Why on Earth…? To please the bridge gods, naturally, as human sacrifices are wont to do. In Laurence Gomme’s "Ethnology in Folk-Lore," she claims when children “formed a circle and then an arch, under which each ran and was imprisoned by the others, they clearly were perpetuating the idea of a foundation sacrifice.”

Clearly. As John Kroes so aptly puts it in his “5 Terrifying Origin Stories…” article for Cracked, “Old-timey England sure hated them some children.”

All this nightmarish source material begs a really interesting question: Why do we still sing these songs? Why did anyone ever sing them?

To soothe our children – assuming they’re too young to understand, or somehow able to sever the soft, rhythmic melodies from their ominous lyrics?

To terrorize our children into good behavior? As we’ve seen, there’s a stockpile of evidence supporting this theory.

To sooth ourselves? Because maybe the act of playing out our deepest fears will somehow prevent them from actually coming to pass. Stephen King would go with this theory. The Spanish poet Federico Garcia Lorca would agree with him.

Lorca believed the main purpose of a lullaby was to express, and in turn relieve, the inevitable worries of a mother. That is to say, lullabies are basically Mommy therapy. I buy that.

Ever since my boys were born, I’ve sung them to sleep at night.

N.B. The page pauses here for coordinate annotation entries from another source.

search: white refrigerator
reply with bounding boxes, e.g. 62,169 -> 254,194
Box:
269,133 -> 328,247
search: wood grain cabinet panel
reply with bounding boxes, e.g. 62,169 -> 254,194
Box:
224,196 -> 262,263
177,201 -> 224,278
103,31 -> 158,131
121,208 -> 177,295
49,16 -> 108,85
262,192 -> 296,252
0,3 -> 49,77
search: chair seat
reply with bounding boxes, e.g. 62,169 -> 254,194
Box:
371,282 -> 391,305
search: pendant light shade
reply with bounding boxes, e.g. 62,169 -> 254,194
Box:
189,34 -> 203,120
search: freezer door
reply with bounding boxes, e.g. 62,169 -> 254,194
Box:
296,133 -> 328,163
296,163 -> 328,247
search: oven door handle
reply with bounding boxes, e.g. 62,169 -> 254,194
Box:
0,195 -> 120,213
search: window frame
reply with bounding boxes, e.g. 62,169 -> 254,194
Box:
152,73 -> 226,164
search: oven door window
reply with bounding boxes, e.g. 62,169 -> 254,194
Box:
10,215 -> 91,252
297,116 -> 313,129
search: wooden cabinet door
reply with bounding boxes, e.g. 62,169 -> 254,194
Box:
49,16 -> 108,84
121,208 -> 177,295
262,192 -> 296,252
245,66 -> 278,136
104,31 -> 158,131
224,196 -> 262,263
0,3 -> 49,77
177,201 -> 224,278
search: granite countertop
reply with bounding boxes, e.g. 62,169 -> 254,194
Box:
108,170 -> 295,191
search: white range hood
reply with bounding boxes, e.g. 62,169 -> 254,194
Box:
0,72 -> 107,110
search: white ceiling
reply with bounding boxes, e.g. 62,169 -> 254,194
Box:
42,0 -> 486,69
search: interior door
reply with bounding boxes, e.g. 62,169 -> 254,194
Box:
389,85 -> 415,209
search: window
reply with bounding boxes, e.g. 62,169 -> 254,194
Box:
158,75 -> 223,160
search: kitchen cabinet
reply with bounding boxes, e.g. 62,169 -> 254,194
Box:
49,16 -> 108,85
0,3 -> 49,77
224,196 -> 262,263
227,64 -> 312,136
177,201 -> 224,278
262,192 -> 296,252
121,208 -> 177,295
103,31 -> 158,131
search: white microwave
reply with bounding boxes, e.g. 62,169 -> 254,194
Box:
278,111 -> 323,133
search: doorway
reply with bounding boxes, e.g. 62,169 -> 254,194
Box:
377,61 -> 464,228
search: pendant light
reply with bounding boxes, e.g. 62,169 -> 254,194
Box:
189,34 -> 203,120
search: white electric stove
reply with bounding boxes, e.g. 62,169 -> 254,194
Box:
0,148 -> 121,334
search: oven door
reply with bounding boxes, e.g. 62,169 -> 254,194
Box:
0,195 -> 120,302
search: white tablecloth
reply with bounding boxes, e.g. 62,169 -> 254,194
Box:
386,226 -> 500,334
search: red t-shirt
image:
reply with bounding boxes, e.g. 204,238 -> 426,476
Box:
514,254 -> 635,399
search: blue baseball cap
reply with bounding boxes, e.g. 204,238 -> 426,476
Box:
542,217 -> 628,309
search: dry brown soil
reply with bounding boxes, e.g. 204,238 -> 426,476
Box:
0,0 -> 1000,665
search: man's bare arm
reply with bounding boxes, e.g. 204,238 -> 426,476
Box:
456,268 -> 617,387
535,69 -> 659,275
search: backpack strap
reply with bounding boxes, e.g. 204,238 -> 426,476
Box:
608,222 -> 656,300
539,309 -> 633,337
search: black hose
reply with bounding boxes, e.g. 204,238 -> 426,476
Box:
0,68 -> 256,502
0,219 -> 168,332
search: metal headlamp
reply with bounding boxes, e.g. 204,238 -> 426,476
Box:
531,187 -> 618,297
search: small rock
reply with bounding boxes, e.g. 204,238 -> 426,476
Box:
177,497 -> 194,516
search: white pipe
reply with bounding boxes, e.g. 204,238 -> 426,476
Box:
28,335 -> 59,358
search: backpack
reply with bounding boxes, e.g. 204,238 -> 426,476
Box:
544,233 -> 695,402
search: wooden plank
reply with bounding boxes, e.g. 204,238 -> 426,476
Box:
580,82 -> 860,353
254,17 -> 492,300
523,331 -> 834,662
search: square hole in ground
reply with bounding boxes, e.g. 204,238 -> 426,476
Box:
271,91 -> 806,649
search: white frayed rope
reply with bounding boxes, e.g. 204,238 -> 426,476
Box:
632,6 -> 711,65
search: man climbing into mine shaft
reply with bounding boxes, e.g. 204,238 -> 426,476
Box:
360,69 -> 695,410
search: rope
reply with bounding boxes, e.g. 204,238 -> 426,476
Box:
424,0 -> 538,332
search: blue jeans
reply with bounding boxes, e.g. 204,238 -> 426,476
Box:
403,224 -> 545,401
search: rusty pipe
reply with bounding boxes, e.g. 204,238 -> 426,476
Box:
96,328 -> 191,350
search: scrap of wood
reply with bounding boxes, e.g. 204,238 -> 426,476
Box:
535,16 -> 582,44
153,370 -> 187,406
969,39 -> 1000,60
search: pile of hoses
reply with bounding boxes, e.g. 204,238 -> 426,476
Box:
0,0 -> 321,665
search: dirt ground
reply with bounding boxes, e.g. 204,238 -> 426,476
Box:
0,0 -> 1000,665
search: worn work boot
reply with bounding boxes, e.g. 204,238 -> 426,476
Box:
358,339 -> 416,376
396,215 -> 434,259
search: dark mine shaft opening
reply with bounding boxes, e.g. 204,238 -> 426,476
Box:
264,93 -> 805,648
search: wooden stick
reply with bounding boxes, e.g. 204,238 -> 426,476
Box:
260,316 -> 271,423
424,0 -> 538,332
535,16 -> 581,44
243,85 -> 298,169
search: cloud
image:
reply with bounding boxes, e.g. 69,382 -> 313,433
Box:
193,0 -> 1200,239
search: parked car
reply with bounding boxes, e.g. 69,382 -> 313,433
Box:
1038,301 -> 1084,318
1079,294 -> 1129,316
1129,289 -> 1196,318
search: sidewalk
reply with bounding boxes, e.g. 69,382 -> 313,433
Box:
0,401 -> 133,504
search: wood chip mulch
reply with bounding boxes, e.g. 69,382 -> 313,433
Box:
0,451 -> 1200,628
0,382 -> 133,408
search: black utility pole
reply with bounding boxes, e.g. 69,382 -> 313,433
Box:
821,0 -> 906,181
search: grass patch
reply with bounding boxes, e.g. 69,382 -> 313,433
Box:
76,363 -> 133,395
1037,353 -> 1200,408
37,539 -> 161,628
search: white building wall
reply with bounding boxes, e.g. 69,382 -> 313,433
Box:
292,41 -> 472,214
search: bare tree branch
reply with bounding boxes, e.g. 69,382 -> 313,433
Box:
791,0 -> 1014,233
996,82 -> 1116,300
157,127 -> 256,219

On certain nights some songs just get me right where it counts and I find myself fighting back tears. Like the eve of the first time I left them for two weeks straight and I sang Gillian Welch’s “Dear Someone”.

When they asked why I was crying, I didn’t say that it was because I was praying they would have happy, full, un-messed up lives even if my plane crashed and I never returned. But that’s what that song was about for me that night… Rush little wind over the deep for now I’ve begun. Hurry and take me straight into the arms of my dear someone. It made me feel better to sing those fears out loud.

So as long as my kids keep asking for “One more song, please, Mumma,” I’m going to keep singing them, unsettling ironies be damned.